Antes, además de doce horas
continuas de servicio en cuatro líneas telefónicas, las internas podían
acceder a ellas prácticamente sin ninguna condición. A partir de la
improcedente disposición de la Directora del Cereso femenil, ejecutada
el pasado 20 de marzo, las ahí recluidas, justa o injustamente, sólo
disponen de dos segmentos de tiempo que suman 6 horas, y a veces menos,
de servicio efectivo; de dos líneas telefónicas, muchas veces sólo de
una. Evidentemente tales medidas han causado gran tensión entre las
reclusas, quienes no quieren ver quién se las hizo, sino quién se las
paga... la que más peligro corre en medio de esa tensión es la
dirigente antorchista Cristina Rosas Illescas, presa hace 17 meses bajo
cargos falsos, a quien “las chicas” de la Directora hostilizan
constantemente por no ser del agrado de su jefa.
A la tensión generada por el
torpe manejo -¿o faccioso?- del Cereso femenil de San José El Alto,
hay que agregar la generada, tanto en mujeres como en hombres, por el
duro trabajo que realizan los presos queretanos en los talleres de
artesanías y manufactura de productos de exportación que, más que
servir de “complemento al trabajo de readaptación de los internos”,
sirven para sobre explotar la mano de obra de los obreros cautivos
quienes la aceptan luego del “tratamiento ablandador” que les
recetan las autoridades penitenciarias: los internos no pueden ingresar
a esos talleres inmediatamente después de su entrada al penal; para
hacerlo, tienen que contar con una credencial que les proporcionan las
autoridades luego de más de dos meses de trámites. Una vez
adentro, y luego de que ya se aburrieron de estar tanto tiempo
sin hacer nada, trabajan de lunes a viernes y jornadas de 12, 11 u 8
horas diarias, dependiendo de la actividad que realicen... de esto
depende también el salario semanal percibido que puede ser de ¡157.50,
75 ó 27 pesos! Dinero que, evidentemente, les sirve únicamente para
reponer diariamente sus fuerzas y volver a trabajar al día siguiente.
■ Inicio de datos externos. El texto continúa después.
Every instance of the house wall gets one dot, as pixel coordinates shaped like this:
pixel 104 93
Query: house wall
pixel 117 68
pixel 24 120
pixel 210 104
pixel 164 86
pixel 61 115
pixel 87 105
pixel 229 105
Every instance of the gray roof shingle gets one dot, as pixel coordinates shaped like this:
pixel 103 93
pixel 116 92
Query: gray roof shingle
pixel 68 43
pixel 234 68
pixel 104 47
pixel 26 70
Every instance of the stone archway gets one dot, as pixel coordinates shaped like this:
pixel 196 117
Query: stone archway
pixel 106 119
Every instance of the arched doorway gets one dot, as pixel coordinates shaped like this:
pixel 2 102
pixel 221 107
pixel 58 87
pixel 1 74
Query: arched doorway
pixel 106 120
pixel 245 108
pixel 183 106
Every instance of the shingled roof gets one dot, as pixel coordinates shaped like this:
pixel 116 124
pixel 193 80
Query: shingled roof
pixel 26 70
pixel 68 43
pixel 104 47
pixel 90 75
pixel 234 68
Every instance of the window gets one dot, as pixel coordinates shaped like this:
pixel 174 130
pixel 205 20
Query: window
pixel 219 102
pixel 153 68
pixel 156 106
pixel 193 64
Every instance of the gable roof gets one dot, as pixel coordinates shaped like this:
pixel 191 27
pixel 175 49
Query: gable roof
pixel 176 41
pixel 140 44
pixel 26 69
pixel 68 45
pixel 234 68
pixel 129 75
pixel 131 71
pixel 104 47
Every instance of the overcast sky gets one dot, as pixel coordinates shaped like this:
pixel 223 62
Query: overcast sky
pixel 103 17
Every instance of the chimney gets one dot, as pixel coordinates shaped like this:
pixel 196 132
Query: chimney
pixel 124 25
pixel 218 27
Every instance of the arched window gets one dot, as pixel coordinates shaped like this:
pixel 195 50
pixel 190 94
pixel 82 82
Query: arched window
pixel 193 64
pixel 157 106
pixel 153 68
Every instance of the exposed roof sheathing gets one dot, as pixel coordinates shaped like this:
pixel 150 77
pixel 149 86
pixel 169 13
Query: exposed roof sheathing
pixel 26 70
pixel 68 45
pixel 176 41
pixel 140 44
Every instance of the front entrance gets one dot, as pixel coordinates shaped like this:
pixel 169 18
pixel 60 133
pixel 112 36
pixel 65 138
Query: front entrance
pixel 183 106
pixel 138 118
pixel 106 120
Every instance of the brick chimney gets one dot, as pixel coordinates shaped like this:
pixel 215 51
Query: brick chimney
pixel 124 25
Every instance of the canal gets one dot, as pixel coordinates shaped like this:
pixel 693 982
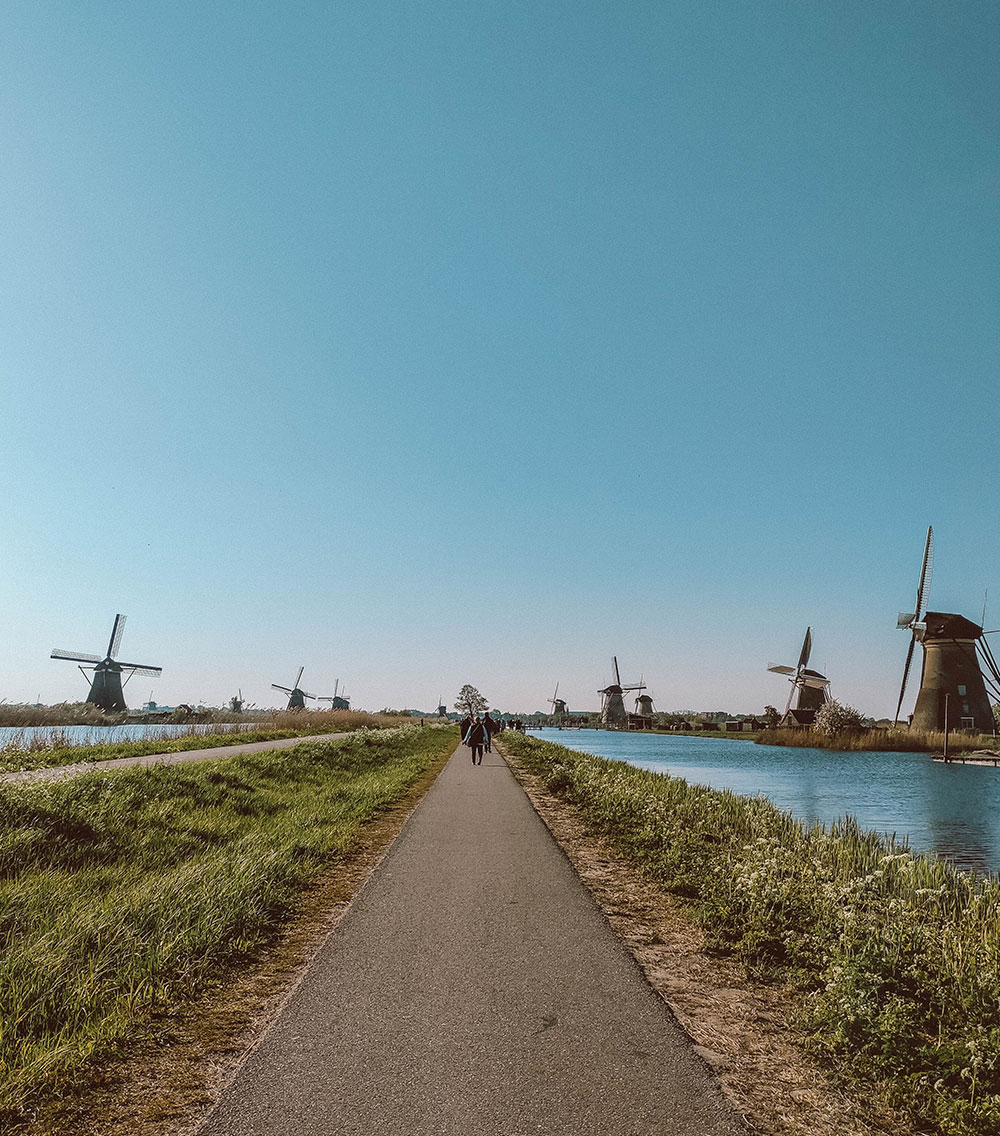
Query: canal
pixel 952 810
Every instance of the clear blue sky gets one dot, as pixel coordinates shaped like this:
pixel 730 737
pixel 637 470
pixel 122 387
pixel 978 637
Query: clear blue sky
pixel 421 343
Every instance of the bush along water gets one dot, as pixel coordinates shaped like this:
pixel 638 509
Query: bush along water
pixel 123 893
pixel 898 954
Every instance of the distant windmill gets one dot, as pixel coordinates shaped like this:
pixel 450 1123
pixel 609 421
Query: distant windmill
pixel 336 701
pixel 297 696
pixel 813 688
pixel 559 708
pixel 951 675
pixel 613 709
pixel 106 684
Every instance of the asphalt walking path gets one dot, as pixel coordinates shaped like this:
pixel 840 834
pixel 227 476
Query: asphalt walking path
pixel 174 758
pixel 473 990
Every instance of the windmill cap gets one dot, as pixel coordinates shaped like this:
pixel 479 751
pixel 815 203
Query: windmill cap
pixel 949 625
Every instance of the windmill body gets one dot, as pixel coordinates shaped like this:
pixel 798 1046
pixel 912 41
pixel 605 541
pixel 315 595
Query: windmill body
pixel 106 683
pixel 952 693
pixel 809 690
pixel 951 668
pixel 559 708
pixel 614 713
pixel 297 695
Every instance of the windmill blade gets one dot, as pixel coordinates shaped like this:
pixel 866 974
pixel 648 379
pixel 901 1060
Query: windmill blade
pixel 906 675
pixel 74 656
pixel 924 584
pixel 807 649
pixel 115 641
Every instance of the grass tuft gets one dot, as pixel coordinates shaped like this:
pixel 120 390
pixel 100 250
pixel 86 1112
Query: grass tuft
pixel 123 893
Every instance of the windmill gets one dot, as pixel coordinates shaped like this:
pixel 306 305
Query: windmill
pixel 106 684
pixel 559 708
pixel 613 709
pixel 336 701
pixel 952 688
pixel 813 688
pixel 297 696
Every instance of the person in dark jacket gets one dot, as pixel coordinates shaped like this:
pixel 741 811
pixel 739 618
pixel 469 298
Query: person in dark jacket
pixel 476 740
pixel 491 726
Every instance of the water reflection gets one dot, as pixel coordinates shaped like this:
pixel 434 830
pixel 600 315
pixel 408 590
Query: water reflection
pixel 949 810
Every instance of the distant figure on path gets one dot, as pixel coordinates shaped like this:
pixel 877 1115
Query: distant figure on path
pixel 476 740
pixel 491 726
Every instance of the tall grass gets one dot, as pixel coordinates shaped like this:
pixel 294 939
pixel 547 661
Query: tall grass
pixel 896 740
pixel 122 893
pixel 56 748
pixel 899 953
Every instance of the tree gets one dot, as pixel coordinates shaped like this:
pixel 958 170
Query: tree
pixel 469 701
pixel 833 717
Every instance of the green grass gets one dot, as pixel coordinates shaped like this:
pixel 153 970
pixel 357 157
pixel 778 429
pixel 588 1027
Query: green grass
pixel 122 893
pixel 898 954
pixel 56 750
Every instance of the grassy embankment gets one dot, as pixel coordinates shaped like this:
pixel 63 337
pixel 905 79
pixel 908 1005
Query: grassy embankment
pixel 122 894
pixel 901 740
pixel 56 750
pixel 898 954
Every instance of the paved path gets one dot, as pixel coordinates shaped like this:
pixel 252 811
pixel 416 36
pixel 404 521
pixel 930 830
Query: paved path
pixel 175 758
pixel 473 990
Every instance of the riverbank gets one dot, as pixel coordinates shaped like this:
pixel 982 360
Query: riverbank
pixel 892 957
pixel 893 740
pixel 128 895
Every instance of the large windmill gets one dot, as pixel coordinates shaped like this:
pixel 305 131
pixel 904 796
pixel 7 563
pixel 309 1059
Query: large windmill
pixel 613 709
pixel 106 684
pixel 297 696
pixel 559 708
pixel 336 701
pixel 952 688
pixel 808 687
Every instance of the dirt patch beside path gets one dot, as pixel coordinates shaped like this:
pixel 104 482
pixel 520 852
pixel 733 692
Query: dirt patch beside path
pixel 181 1063
pixel 743 1029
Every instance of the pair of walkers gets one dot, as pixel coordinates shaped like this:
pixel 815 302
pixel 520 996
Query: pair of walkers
pixel 477 734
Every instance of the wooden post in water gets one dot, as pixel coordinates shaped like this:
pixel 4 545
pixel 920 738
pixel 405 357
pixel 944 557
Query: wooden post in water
pixel 947 696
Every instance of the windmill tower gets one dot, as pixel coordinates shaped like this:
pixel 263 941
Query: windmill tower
pixel 336 701
pixel 614 713
pixel 297 696
pixel 106 684
pixel 809 688
pixel 951 675
pixel 559 708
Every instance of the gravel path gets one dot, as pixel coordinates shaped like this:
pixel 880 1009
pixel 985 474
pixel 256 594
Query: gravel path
pixel 473 990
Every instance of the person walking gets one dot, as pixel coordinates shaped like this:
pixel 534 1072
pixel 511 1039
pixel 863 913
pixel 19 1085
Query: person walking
pixel 491 727
pixel 476 740
pixel 464 728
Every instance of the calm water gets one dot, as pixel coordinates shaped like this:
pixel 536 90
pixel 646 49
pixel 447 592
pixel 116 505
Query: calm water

Los presos que hacen piñatas son
los que más ganan, pero a costa de trabajar 11 ó 12 horas diarias: el
obrero que obtiene un salario de 157.50 pesos a la semana, confecciona 7
piñatas diariamente, mismas que le pagan a $4.50 cada una. Aquellos que
ganan 75 pesos semanales son los que limpian “partecitas de
automotores”; como el trabajo es laborioso, un obrero sólo alcanza a
limpiar quince “partecitas” en una jornada de ocho horas, mismas que
la pagan a 1 peso cada una. A los que se dedican a la papiroflexia con
que hacen cisnes y jarrones, y todo tipo de figuras de papel mache, es a
quienes les va más mal: por hacer 3,200 piezas en una jornada diaria de
ocho horas, perciben un salario semanal de 27 pesos.
¿Quién se beneficia de la sobre
explotación del trabajo de los presos? La institución y los
empresarios: la primera, recibe una cuota de éstos por permitirles
aprovechar mano de obra súper barata; los segundos, se ahorran el pago
del impuesto al trabajo y el seguro social, la engorrosa contratación
colectiva, la transportación y la rotación de turnos, amén de que la
cantidad que invierten en salarios es tan miserable que difícilmente
podrían encontrar mejor oferta en otro lado. Los presos, por el
contrario, no obtienen ningún beneficio… ni siquiera la reducción de
sus condenas por soportar tanta explotación. Se trata, pues, no sólo
de una grave violación a los derechos humanos de los reclusos sino de
una forma de explotación similar a la que sufrían los esclavos,
quienes únicamente recibían los medios de vida suficientes para
reponer su fuerza de trabajo y, al día siguiente, volver a brindársela
al esclavista.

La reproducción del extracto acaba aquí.